Oldukça kilolu, yanakları kıpkırmızı… Şivesi de hafif Adanalı. Kızını okuduğu şehre uğurlarken ağlayan bir baba… Hisli, içli bir Müdür Yardımcısı... Dün akşam Müdür Bey’le beraber yemeğe gittik. Bize o da eşlik etti.

Kızını çok sevdiği belli. “Molada otobüsü kaçırırım diye bi’ çorba içmeye inmiyor” diye bahsetti kızından. Kendi içlerinde oldukça mutlu yaşayan bir aileye sahip olduğunu düşündüm, gülümsedim.

Kızının okuduğu şehir dedim ya, işte o şehir Bolu.
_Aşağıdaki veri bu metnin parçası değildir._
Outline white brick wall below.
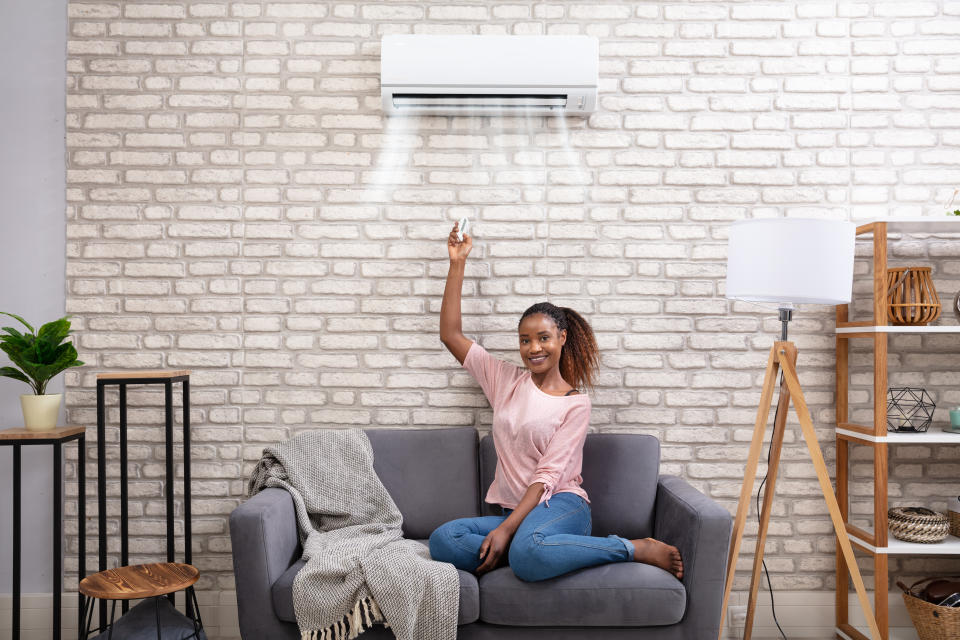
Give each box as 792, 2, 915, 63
66, 0, 960, 636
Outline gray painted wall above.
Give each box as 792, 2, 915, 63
0, 0, 66, 593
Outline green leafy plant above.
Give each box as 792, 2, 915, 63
0, 311, 83, 396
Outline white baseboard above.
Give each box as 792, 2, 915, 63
0, 591, 917, 640
0, 591, 240, 640
723, 590, 917, 640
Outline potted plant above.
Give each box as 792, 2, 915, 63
0, 311, 83, 431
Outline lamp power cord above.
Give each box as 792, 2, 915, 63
757, 380, 787, 640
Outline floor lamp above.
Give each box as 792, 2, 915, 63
720, 218, 881, 640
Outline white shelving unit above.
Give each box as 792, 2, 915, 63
835, 216, 960, 640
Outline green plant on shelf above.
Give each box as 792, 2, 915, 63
0, 311, 83, 396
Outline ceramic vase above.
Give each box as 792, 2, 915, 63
20, 393, 63, 431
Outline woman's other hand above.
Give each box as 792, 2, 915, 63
447, 222, 473, 262
477, 527, 513, 575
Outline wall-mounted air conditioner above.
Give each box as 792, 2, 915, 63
380, 35, 600, 116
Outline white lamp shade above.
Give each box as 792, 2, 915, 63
727, 218, 856, 305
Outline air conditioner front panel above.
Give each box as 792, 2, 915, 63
381, 35, 599, 115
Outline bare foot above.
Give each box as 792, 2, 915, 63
630, 538, 683, 580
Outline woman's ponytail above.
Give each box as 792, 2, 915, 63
520, 302, 600, 389
560, 307, 600, 389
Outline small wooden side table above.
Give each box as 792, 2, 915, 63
0, 427, 87, 640
94, 369, 194, 629
79, 562, 203, 640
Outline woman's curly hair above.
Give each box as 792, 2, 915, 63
517, 302, 600, 389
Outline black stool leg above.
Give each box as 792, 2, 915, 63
107, 600, 117, 640
77, 593, 97, 640
12, 444, 22, 640
153, 596, 163, 640
53, 441, 63, 640
97, 380, 107, 632
77, 433, 86, 640
119, 384, 130, 616
187, 587, 203, 640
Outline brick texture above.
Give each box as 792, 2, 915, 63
66, 0, 960, 636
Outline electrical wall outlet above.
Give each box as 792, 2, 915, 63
727, 605, 747, 638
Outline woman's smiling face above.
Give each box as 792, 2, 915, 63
517, 313, 567, 373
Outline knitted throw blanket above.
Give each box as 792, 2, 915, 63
249, 429, 460, 640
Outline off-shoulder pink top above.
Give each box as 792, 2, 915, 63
463, 343, 591, 509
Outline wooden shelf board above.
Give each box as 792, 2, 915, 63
853, 215, 960, 236
0, 426, 87, 440
847, 532, 960, 556
837, 425, 960, 444
836, 325, 960, 334
97, 369, 190, 380
836, 625, 917, 640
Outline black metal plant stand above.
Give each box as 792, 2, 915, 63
93, 370, 195, 631
0, 427, 87, 640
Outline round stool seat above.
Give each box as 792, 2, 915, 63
80, 562, 200, 600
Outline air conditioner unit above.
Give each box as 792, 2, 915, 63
380, 35, 600, 116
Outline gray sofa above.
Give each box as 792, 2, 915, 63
230, 427, 731, 640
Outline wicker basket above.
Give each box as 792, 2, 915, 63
897, 578, 960, 640
887, 507, 950, 543
887, 267, 940, 326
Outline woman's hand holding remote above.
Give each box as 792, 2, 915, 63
447, 222, 473, 262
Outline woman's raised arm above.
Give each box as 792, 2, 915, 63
440, 223, 473, 364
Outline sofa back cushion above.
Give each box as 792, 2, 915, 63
365, 427, 480, 539
480, 433, 660, 539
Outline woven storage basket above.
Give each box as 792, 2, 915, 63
897, 578, 960, 640
887, 507, 950, 542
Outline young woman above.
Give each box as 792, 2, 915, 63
430, 224, 683, 582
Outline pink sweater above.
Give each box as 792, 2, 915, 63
463, 343, 590, 509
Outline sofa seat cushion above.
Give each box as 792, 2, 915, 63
270, 540, 480, 625
480, 562, 687, 627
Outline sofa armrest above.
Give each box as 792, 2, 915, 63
230, 489, 302, 639
653, 476, 733, 640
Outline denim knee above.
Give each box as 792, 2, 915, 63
508, 534, 548, 582
430, 522, 454, 562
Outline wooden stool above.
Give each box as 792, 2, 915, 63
80, 562, 203, 640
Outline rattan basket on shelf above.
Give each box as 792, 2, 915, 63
897, 578, 960, 640
887, 507, 950, 543
887, 267, 940, 326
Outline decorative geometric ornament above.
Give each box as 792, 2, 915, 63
887, 387, 937, 433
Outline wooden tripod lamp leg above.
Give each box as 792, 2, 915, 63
778, 350, 883, 640
718, 347, 779, 640
743, 378, 790, 640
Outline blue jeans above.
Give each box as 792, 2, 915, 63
430, 493, 634, 582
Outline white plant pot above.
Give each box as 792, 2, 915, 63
20, 393, 63, 431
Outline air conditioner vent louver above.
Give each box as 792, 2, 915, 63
380, 35, 599, 115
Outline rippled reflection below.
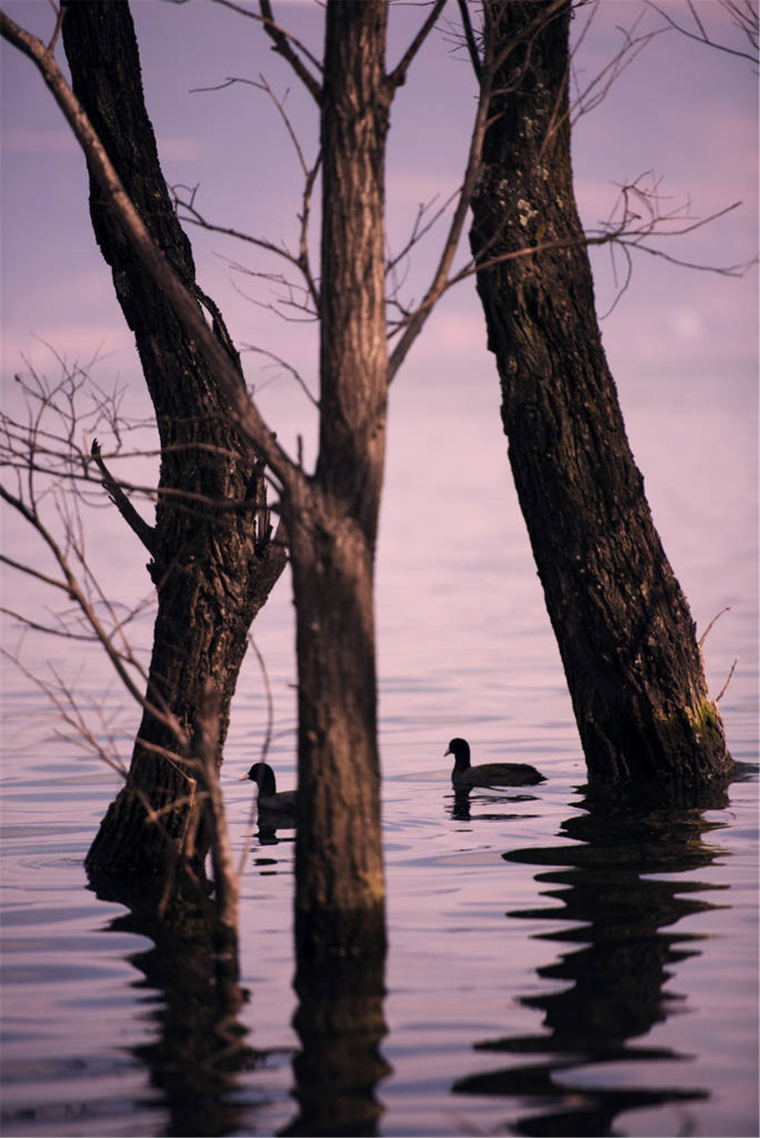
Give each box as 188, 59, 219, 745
100, 889, 265, 1138
282, 958, 390, 1138
453, 790, 727, 1136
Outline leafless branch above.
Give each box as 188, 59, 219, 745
0, 7, 304, 489
388, 0, 446, 89
258, 0, 322, 106
645, 0, 759, 66
242, 344, 320, 409
457, 0, 482, 83
90, 438, 155, 555
697, 604, 730, 648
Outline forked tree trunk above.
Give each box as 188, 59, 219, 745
286, 0, 390, 958
471, 0, 733, 783
63, 0, 286, 888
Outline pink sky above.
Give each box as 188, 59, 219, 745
2, 0, 758, 402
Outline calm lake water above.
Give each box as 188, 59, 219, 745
2, 359, 758, 1138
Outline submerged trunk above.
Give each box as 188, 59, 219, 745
63, 0, 286, 888
286, 0, 389, 959
471, 0, 733, 783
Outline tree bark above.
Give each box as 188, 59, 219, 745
286, 0, 390, 959
63, 0, 286, 882
471, 0, 733, 783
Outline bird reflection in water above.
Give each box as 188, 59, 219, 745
453, 789, 727, 1136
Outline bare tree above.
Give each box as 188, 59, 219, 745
2, 0, 746, 957
471, 0, 746, 784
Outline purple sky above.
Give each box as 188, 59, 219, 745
2, 0, 758, 409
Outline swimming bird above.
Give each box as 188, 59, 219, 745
240, 762, 297, 814
444, 739, 545, 791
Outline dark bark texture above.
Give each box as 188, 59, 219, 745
471, 0, 733, 783
63, 0, 286, 880
286, 0, 390, 959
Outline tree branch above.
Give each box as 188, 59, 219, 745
90, 438, 156, 556
389, 0, 446, 90
0, 11, 304, 498
258, 0, 322, 107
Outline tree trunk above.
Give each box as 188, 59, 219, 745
286, 0, 390, 959
471, 0, 733, 783
63, 0, 286, 882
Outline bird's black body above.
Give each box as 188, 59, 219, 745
445, 739, 545, 791
240, 762, 297, 814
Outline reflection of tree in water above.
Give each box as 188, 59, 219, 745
101, 890, 278, 1138
282, 957, 390, 1138
453, 789, 727, 1136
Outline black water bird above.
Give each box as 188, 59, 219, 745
444, 739, 545, 791
240, 762, 297, 814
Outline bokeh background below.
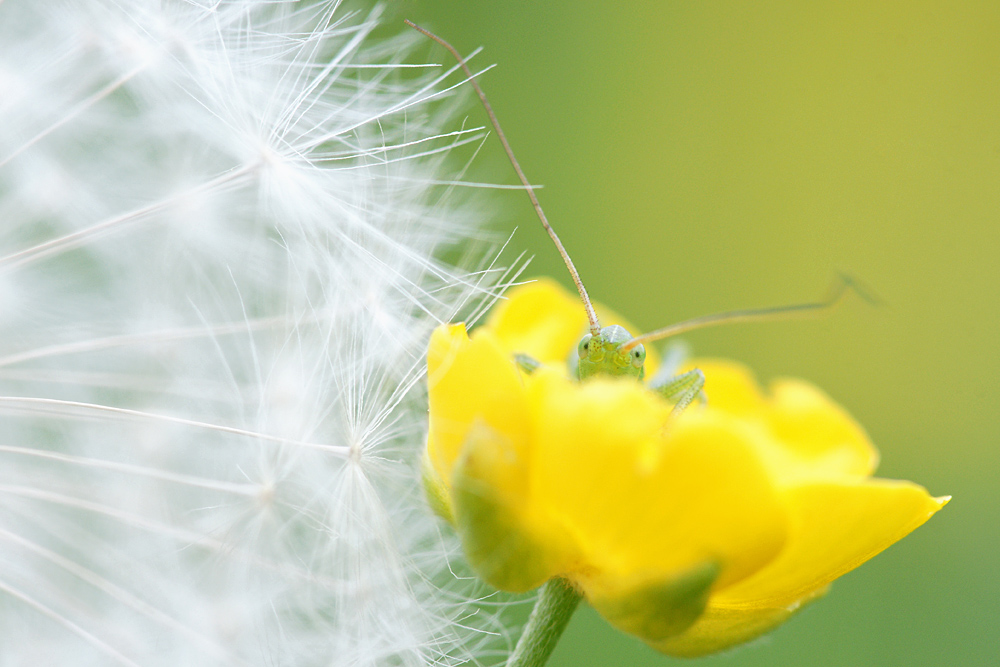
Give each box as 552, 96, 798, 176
408, 0, 1000, 667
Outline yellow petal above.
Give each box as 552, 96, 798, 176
656, 479, 947, 655
682, 359, 764, 416
768, 379, 878, 477
486, 278, 587, 364
528, 373, 785, 597
689, 360, 878, 486
427, 324, 528, 486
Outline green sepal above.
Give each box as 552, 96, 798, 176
420, 453, 455, 526
650, 587, 828, 658
590, 561, 721, 645
451, 431, 557, 593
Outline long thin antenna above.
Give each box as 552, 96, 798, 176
403, 19, 601, 336
622, 273, 881, 352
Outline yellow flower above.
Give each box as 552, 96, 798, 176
424, 282, 948, 656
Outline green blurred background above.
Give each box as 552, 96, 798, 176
397, 0, 1000, 667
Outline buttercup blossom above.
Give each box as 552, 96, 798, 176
425, 282, 948, 656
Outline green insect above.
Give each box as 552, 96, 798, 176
406, 21, 877, 415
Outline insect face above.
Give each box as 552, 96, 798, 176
577, 324, 646, 380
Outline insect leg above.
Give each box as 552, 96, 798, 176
649, 368, 705, 420
646, 341, 691, 388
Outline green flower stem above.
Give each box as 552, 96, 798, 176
507, 578, 580, 667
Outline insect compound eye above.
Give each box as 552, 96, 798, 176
632, 345, 646, 368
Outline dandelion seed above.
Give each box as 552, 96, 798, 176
0, 0, 509, 665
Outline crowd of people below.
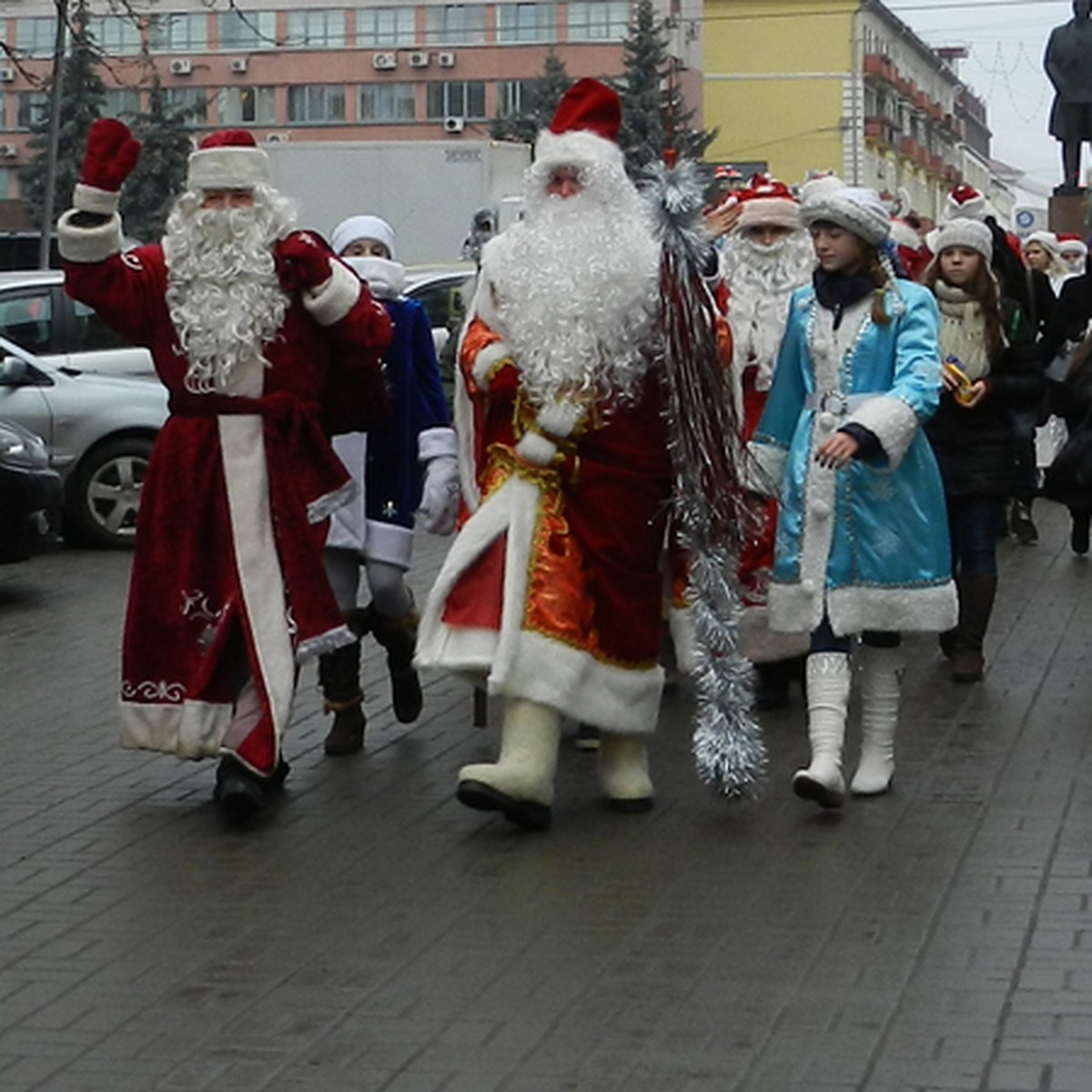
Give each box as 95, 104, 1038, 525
59, 80, 1092, 830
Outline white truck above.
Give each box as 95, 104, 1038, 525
263, 136, 531, 266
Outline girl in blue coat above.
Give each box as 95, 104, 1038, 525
752, 179, 956, 807
318, 217, 459, 754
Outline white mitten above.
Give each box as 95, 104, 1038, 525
417, 427, 459, 535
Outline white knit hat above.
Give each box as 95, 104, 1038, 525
329, 217, 404, 258
929, 217, 994, 262
801, 186, 891, 247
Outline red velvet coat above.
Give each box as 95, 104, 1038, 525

Geçen hafta, Adana’dan kalkıp sürpriz yapmak için Bolu’ya gitmeye karar vermiş. Uçak biletini almış, Ankara’ya inmiş. Havaalanından AŞTİ’ye gelmiş. Ancak asker sevkiyatı olduğundan Bolu otogarına giren otobüslerin hiçbirisinde yer yokmuş. Diğer firmaların da otogara girmediğini öğrenince kalakalmış. Yazıhanenin birinin karşısına oturmuş, “ne yapacağım” diye düşünmeye başlamış. “Gidecek hiçbir yerim yok, mecbur AŞTİ’de yatacağım…” diye anlatmaya devam etti. “Beni öyle görünce, yazıhaneden adam seslendi ‘gel abi, senin için otobüsü Bolu otogara sokacağım; ama şoförün yanında koltukta gideceksin, olur mu?’ Ben de ‘olmaz mı ya! Gideyim de neresi olursa olsun’ dedim.”

Dinlerken gülümsedim, hatırladıkça hala gülümsüyorum. Hikayenin sıcaklığı içimi ısıtıyor.